Comunque evolva la situazione, un cambio di passo del governo in carica è forse ancora possibile, oltre che indispensabile. Altrimenti si condannerà da sé, per evidente inazione. Il Paese non può più aspettare. In queste settimane al Corriere sono arrivate migliaia di mail da piccoli imprenditori, artigiani, commercianti. Non sono tutti messaggi di disperazione. La maggior parte è pronta a ripartire. Alcuni settori non hanno mai chiuso. Altri tentano di superare enormi difficoltà. Prendiamo i negozi di abbigliamento: hanno perso la stagione primaverile, devono pagare affitti costosi perché hanno bisogno di vaste metrature e di affacci centrali, non possono e non vogliono rinunciare ai dipendenti. La concorrenza del commercio elettronico è spietata; i consumatori italiani sono inevitabilmente prudenti; e quelli stranieri non ci sono. Prendiamo hotel e ristoranti: molti hanno ancora le insegne sbarrate con i cartelli che invocano l’aiuto del governo; altri hanno tenuto i contatti con la clientela, alcuni cuochi hanno creato il servizio di consegna a domicilio, alcuni albergatori hanno adeguato i prezzi alle tasche dei connazionali; non raggiungeranno certo il fatturato degli anni scorsi, però non si fermano. Sono milioni gli italiani che stanno lavorando magari in pareggio, se non in perdita, ma si mettono in gioco per il gusto del lavoro ben fatto, per il rispetto dei dipendenti, dei clienti, in definitiva di se stessi.

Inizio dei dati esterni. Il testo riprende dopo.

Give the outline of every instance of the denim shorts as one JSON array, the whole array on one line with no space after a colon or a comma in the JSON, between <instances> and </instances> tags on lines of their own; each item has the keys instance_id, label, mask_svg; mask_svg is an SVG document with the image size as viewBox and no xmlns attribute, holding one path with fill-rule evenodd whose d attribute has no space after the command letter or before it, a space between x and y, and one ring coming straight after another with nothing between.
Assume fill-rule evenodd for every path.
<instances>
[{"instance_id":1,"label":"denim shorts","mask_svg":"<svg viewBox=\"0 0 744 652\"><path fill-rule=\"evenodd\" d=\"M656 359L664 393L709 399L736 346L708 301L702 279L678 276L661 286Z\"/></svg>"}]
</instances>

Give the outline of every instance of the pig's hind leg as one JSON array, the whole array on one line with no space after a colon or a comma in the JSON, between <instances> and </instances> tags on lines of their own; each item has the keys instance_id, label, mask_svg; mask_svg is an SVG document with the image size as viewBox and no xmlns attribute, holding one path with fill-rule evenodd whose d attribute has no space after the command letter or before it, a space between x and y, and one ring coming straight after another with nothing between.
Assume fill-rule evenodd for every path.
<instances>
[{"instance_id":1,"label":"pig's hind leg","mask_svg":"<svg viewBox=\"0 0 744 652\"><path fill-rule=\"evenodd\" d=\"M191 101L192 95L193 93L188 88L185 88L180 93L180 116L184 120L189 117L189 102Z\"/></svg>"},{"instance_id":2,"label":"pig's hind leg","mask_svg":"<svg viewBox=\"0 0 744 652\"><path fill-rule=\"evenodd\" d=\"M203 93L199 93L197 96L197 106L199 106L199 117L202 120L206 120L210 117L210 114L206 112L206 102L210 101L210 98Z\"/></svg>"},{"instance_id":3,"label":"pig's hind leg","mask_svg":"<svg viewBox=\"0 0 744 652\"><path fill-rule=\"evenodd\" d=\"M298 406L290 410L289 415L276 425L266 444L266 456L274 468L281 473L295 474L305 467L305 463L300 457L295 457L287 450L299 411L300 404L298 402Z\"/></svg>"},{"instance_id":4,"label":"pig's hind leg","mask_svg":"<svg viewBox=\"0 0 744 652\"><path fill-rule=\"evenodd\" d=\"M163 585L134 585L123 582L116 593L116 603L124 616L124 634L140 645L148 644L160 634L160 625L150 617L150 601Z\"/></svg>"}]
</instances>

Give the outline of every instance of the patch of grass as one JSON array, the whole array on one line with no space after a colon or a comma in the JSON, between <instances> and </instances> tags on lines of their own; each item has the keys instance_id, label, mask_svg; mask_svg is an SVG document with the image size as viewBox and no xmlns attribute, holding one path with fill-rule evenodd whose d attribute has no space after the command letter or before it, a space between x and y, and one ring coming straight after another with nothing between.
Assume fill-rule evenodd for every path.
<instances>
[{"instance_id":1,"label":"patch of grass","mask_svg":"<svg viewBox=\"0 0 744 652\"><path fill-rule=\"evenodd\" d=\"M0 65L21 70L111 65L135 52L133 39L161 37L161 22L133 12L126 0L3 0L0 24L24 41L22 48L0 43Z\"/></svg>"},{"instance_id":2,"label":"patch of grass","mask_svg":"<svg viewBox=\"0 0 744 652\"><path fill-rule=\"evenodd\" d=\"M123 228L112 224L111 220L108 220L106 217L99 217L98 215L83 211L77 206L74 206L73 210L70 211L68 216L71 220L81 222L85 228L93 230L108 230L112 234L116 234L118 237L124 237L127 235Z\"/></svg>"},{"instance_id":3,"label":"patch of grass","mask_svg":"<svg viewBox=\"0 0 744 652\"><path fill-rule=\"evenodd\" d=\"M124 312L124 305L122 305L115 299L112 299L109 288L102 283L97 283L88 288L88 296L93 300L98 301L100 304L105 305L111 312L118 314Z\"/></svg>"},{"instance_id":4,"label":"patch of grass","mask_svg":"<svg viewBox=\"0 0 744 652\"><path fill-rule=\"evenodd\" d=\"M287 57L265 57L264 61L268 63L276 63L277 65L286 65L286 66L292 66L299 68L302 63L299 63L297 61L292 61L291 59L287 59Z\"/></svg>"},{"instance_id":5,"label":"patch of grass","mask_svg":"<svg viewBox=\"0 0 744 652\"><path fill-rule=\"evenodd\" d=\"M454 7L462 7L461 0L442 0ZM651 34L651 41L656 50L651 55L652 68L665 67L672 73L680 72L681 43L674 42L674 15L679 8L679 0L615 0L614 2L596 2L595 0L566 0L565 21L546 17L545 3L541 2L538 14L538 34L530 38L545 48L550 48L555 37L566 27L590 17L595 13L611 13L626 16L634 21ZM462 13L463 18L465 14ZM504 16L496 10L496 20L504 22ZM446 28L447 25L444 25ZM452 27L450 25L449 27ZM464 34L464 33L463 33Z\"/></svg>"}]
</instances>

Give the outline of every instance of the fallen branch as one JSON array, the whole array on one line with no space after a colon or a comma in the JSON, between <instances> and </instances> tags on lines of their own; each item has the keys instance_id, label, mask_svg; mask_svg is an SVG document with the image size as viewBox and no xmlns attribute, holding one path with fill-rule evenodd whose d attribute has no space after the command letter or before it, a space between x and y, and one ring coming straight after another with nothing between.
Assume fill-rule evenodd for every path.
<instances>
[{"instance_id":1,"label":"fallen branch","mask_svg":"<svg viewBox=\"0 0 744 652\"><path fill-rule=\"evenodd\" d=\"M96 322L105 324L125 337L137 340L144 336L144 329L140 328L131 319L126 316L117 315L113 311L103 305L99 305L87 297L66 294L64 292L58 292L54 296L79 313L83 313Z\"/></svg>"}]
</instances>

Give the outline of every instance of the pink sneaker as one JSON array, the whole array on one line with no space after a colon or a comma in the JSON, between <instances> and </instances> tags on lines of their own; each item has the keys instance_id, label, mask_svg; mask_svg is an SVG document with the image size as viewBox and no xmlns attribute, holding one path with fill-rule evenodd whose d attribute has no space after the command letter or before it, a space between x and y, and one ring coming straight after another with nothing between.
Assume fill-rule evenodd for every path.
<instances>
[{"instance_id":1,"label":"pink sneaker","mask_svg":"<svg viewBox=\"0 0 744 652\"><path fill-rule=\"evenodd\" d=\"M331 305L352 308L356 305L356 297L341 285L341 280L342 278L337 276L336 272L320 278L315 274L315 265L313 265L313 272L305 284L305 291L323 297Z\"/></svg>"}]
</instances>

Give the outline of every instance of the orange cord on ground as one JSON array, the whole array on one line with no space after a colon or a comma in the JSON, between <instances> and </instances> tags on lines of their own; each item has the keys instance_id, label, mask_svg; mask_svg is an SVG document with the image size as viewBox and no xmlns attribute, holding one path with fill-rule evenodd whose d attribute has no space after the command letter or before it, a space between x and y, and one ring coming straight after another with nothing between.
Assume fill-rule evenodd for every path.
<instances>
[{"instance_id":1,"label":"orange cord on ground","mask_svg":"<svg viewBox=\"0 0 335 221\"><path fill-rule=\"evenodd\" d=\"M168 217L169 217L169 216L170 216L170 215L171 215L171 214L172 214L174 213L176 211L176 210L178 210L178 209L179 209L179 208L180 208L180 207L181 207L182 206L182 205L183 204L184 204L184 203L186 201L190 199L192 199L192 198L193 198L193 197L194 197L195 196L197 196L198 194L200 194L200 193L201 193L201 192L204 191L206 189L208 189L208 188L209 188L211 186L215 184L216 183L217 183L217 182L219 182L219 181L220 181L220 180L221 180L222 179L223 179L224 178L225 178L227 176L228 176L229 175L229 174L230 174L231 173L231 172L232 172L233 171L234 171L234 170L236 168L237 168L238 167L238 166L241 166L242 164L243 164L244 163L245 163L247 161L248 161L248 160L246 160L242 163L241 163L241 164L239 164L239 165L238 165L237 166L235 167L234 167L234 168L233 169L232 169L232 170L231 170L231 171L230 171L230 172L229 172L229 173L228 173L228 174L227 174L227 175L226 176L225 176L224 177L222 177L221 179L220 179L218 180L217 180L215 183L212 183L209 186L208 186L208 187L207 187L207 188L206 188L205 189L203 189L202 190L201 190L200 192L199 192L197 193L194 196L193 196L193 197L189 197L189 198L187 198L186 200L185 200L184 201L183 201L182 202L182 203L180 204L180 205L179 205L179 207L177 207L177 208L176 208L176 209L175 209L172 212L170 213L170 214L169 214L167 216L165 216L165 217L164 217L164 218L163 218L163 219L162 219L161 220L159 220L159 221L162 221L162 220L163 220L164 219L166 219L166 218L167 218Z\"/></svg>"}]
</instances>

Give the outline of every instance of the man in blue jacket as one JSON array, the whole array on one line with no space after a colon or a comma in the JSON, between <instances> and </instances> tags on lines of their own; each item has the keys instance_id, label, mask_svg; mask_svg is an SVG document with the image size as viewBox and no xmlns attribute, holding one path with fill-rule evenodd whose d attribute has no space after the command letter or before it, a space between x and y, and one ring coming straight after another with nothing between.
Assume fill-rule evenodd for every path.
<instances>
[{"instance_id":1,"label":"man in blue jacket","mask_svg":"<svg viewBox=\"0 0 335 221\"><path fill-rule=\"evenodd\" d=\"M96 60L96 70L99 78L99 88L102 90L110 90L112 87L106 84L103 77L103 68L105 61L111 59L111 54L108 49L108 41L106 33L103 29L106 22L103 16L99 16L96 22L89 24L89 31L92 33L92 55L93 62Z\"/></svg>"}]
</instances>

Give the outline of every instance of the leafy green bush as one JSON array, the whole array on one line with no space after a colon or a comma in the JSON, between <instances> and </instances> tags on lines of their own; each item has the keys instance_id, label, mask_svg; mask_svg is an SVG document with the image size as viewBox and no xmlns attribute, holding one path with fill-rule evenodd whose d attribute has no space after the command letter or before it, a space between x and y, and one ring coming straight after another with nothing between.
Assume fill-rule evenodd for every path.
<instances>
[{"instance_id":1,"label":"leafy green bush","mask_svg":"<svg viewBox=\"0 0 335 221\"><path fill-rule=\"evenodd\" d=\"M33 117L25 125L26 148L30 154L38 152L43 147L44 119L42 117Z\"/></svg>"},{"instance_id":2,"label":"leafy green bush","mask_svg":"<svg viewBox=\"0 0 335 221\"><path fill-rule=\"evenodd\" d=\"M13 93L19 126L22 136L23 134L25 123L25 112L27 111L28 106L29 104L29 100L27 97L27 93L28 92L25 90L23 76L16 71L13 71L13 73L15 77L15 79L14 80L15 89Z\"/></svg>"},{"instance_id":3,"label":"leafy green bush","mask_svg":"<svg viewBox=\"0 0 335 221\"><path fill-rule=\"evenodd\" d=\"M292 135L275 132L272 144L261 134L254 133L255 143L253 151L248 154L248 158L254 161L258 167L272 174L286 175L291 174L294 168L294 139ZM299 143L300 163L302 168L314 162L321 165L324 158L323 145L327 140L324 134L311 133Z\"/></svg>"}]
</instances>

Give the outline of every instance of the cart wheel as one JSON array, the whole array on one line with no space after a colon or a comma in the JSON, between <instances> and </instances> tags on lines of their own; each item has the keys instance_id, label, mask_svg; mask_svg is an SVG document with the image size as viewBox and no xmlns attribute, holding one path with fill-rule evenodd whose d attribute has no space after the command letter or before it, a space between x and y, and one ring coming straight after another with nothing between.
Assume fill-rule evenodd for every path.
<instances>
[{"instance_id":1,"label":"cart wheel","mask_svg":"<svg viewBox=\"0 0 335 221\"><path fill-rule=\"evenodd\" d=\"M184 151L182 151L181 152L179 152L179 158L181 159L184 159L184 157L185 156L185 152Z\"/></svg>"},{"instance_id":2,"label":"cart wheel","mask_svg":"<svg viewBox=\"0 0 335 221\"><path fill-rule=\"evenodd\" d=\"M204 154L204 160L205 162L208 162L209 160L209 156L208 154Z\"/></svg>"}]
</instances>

Questi italiani non sono pregiudizialmente contrari a nessun governo, non maledicono la politica, non chiedono di essere mantenuti. Si aspettano di essere sostenuti e non ostacolati. Accanto a loro, c’è una generazione di giovani che si affaccia sul mercato del lavoro nel momento peggiore delle nostre vite. Vogliamo dar loro un’opportunità? C’è un piano, un disegno, un contenuto dietro i titoli del grande convegno chiamato Italia?